The non-profit organization offers three free meals per day to its members, most of whom have schizophrenia. It also operates a food bank on Fridays.
"It was born out of a necessity [for] the members," said Bernard-Hutton, who is a member himself. "Everyone should at least be able to eat regardless of how."
He's been working as the chef at Initium for the last three years through a government program called PAAS Action, which supports the reintegration of people with limited capacity for employment into the workforce — also one of Initium's missions.
Bernard-Hutton speaks with pride about the food he serves and the people he helps.
"People … tell me they're happy with my cooking. It makes me feel good," he said.
Out of his kitchen flows pasta dishes, pizza, Mexican-style subs, chicken and rice, lentil curries and more. At home, he sticks to cold cut sandwiches and Kraft Dinner to keep his costs low.
When Initium was first founded in 2000, it was called D'un couvert à l'autre, meaning "Cover to cover," referring to book covers, says Bernard-Hutton. "You feel like you're being covered, you're being protected by someone. Everyone needs that," he said.

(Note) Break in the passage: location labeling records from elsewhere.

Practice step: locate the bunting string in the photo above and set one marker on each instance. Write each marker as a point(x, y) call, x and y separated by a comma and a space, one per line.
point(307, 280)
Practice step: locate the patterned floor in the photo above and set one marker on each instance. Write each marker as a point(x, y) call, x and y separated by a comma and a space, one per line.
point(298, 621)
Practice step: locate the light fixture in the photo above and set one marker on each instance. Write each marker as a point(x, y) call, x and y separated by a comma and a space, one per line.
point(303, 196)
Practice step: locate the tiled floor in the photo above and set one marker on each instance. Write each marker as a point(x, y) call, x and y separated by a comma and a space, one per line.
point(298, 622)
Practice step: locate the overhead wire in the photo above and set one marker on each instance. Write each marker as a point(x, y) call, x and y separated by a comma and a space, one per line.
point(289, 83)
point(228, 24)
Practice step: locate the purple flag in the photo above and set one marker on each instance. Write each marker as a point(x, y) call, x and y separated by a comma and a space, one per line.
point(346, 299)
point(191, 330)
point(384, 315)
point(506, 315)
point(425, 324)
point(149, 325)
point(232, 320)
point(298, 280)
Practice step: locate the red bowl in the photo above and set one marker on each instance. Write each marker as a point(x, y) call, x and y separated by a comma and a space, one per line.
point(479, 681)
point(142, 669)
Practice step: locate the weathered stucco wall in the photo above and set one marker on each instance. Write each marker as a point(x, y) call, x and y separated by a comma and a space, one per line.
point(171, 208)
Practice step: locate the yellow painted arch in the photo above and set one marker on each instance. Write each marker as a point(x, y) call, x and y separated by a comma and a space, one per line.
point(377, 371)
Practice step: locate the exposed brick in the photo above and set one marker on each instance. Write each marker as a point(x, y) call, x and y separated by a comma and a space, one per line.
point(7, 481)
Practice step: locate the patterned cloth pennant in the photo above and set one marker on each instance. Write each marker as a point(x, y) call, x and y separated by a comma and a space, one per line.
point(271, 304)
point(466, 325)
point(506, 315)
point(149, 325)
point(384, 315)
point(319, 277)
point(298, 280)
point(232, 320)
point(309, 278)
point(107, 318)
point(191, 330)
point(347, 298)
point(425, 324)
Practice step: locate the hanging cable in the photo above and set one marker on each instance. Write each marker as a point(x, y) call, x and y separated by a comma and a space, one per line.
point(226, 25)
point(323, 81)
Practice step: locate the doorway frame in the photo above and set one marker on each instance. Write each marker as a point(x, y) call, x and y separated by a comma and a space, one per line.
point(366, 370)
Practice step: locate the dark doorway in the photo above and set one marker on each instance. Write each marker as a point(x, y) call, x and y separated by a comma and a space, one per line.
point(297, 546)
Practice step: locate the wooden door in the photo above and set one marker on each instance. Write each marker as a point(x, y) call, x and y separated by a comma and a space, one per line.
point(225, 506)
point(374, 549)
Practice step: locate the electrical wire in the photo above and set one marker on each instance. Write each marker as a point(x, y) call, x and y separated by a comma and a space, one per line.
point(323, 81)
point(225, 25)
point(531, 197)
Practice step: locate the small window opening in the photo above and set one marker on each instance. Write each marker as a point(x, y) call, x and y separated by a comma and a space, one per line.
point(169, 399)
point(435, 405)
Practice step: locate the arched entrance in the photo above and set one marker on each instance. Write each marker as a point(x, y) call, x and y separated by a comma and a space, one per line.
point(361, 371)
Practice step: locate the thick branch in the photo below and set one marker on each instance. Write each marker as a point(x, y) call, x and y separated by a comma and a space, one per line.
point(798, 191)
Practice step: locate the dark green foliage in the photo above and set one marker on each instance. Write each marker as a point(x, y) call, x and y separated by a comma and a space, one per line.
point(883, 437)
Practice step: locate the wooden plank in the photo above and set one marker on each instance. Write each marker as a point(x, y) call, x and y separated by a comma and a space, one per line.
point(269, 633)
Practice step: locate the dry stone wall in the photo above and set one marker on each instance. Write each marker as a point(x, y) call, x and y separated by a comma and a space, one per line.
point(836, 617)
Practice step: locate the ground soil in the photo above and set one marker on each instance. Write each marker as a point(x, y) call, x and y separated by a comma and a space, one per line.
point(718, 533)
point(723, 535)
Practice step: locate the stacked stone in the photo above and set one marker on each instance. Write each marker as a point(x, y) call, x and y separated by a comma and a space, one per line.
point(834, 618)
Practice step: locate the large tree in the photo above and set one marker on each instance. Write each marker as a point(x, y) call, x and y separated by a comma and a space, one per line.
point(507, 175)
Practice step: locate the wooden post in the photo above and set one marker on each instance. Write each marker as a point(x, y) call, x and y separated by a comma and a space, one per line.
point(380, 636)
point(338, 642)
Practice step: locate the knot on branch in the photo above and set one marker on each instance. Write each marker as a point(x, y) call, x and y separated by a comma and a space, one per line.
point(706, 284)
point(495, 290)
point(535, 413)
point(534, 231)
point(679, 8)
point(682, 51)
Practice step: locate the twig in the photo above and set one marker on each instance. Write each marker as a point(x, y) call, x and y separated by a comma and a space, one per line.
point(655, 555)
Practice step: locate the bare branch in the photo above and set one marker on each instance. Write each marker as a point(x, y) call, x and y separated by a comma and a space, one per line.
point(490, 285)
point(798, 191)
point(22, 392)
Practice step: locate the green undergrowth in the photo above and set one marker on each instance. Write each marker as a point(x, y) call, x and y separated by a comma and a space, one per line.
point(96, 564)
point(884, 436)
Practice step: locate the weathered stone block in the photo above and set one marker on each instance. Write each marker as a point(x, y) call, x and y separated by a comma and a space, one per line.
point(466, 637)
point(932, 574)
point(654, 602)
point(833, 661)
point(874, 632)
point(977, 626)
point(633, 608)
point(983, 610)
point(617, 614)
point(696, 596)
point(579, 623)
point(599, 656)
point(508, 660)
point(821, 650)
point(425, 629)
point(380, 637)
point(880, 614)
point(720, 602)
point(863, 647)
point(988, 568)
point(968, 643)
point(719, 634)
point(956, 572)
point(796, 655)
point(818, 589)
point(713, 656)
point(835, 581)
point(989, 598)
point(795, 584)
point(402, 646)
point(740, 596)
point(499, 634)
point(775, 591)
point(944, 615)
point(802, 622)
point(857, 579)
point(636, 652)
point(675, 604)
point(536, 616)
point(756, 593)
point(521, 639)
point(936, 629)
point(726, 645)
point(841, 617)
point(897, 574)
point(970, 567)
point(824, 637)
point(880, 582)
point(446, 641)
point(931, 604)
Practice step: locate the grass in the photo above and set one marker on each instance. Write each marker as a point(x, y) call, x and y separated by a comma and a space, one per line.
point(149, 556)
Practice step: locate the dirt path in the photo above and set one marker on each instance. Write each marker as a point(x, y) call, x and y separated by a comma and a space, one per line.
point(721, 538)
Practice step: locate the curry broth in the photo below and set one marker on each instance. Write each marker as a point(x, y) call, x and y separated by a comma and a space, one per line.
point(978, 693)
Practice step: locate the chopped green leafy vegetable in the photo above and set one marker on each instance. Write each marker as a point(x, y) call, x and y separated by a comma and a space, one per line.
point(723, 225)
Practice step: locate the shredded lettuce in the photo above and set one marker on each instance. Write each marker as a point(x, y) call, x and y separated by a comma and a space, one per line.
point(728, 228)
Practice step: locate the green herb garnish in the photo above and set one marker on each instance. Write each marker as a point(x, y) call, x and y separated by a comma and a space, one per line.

The majority of Initium's members receive social assistance, explains Marco Chan, Initium's on-site kinesiologist and intervention worker.
He says members especially lean on the organization toward the end of the month when their welfare money starts to wither.
"On top of the mental health, on top of the social anxiety, on top of [having] a hard time finding a job and having the welfare last them the entire month, it is a hard thing for them to be able to go and get food, especially in this current climate," said Chan.
Just over 40 per cent of people who accessed food banks in Quebec this year declared welfare as their primary source of income, according to Food Banks of Quebec's Hunger Count.
Economist Geoffroy Boucher says that doesn't surprise him, adding that that percentage is up from 2022 (37.5 per cent.)
That year, 15 per cent of welfare beneficiaries were experiencing severe food insecurity, which is when a person extensively and repeatedly reduces their food intake, says Boucher, who works at the Observatoire québécois des inégalités, a non-profit organization exploring economic inequalities in Quebec.